General Equilibrium Theory

  • [9/29/08]  Do the new econometric tools of partial identification have anything relevant to say about the existence or robustness of partially revealing rational expectations equilibria?

  • [4/27/08]  What is the relationship between the vector of optimal state-contingent taxes in the social learning framework of Bikhchandani, Hirshleifer, and Welch and the probability of informational cascades on the wrong action?  Would a group of agents optimally decide ex ante to set up a set of taxes to help early-movers internalize their informational externalities in order to decrease the probability of "bad" informational cascades?

  • [4/27/08]  Given the price taking assumption, an economy with a price-taking equilibrium is necessarily "replica invariant" in the sense that, by replicating the economy and rearranging the resources among the now-larger economy, no per-capita Pareto improvements can be made.  Arguments that the "extent of the market" determines the returns to specialization rely on the idea that, if one were to replicate the economy, per capita gains would emerge.  That is, an economy for which there are limits imposed by the "extent of the market" does not exhibit replica invariance.  Thus, it appears that the notion of price-taking equilibrium is incompatible with the idea that there exist any further returns to specialization.

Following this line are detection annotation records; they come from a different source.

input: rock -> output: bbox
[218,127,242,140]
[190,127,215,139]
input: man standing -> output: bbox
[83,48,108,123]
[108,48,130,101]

  • [4/27/08]  Typical criticisms of the first welfare theorem are that it does not hold when there is asymmetric information, public goods (a special case of which is externalities), or social preferences in the economy.  This says nothing about the robustness of a competitive equilibrium to the introduction of small amounts of these concerns.  If there is an epsilon amount of asymmetric information (i.e. a set of small measure of individuals has private information), is the outcome of the economy approximately efficient?  Similarly with public goods and social preferences.

  • [2005]   In an economy with individuals with interdependent preferences (of the type specified by Gul and Pesendorfer), what modifications would we need to make to the welfare theorems?  Could prices exist?  What would they mean?

Various Topics

  • [4/27/08]  When individuals care about who else attends their school with them (preferences can others can be vertical, as in the idea that students may want to have higher ability peers, or they can be horizontal, as in the idea that students may have friends who they would like to go to school with), it seems unlikely that the "student optimal stable matching" of the Gale-Shapley matching algorithm is still stable or student optimal.  Does the optimal mechanism when we allow for these types of preferences have the property that group assignment is optimal?

  • [2/29/08]  What are transactions costs?

  • [9/25/08]  Do the clever mechanisms of implementation theory, which often rely on arbitrarily large fines and ignore individual preferences for reciprocity, still function properly when behavioral agents attempt to use them?  Can we test this experimentally?
    • [9/25/08]  This is the underlying question of the work in progress by Fehr, Powell, and Wilkening.

  • [2005]  Is it impossible to endogenize priors?